Программист, молодой мужчина, в облике которого нельзя было угадать принадлежности к какой-либо из трёх принятых на Марсе конфессий, хмыкнул и нервно повёл плечами.
— Сказал бы я…— пробормотал он.
— А вы скажите,— простодушно попросила Мария.— Я люблю узнавать новое, а человека с Земли вижу впервые.
Программист повернулся к ней от экрана и принялся разглядывать, вогнав Марию в краску. Она подняла руки и прикрыла грудь, ей показалось, что платье исчезло под взглядом землянина. Взгляд был не похотлив, нисколько, но внимателен до неприличия.

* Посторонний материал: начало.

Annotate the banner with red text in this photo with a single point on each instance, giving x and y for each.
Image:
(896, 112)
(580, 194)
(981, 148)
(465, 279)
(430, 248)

— Мария,— сказал программист,— вам не кажется иногда, что вас обокрали?
— Меня? Ну что вы, у нас на Марсе воровства не бывает. Здесь нет плохих людей. И быть не может,— добавила она убеждённо.
— Я не это имел в виду,— поморщился программист.— Вас обокрали при рождении, лишив возможности быть собой.
Мария улыбнулась.
— У вас на Земле, — сказала она снисходительно, ей льстило, что она может объяснить землянину простые истины, которые изучают в младших классах,— у вас на Земле ещё воюют, верно? Мусульмане против евреев, христианский мир против Востока с его непонятной мистикой… Сколько вы воюете? Сто лет, больше? Сколько человек погибло только за последний год? Я слышала — около трёхсот тысяч. У нас такого быть не может. У нас каждый младенец знает, что Бог един, знает, что часть жизни он проживёт с верой в Христа, часть — почитая Аллаха и часть — следуя заветам Моше.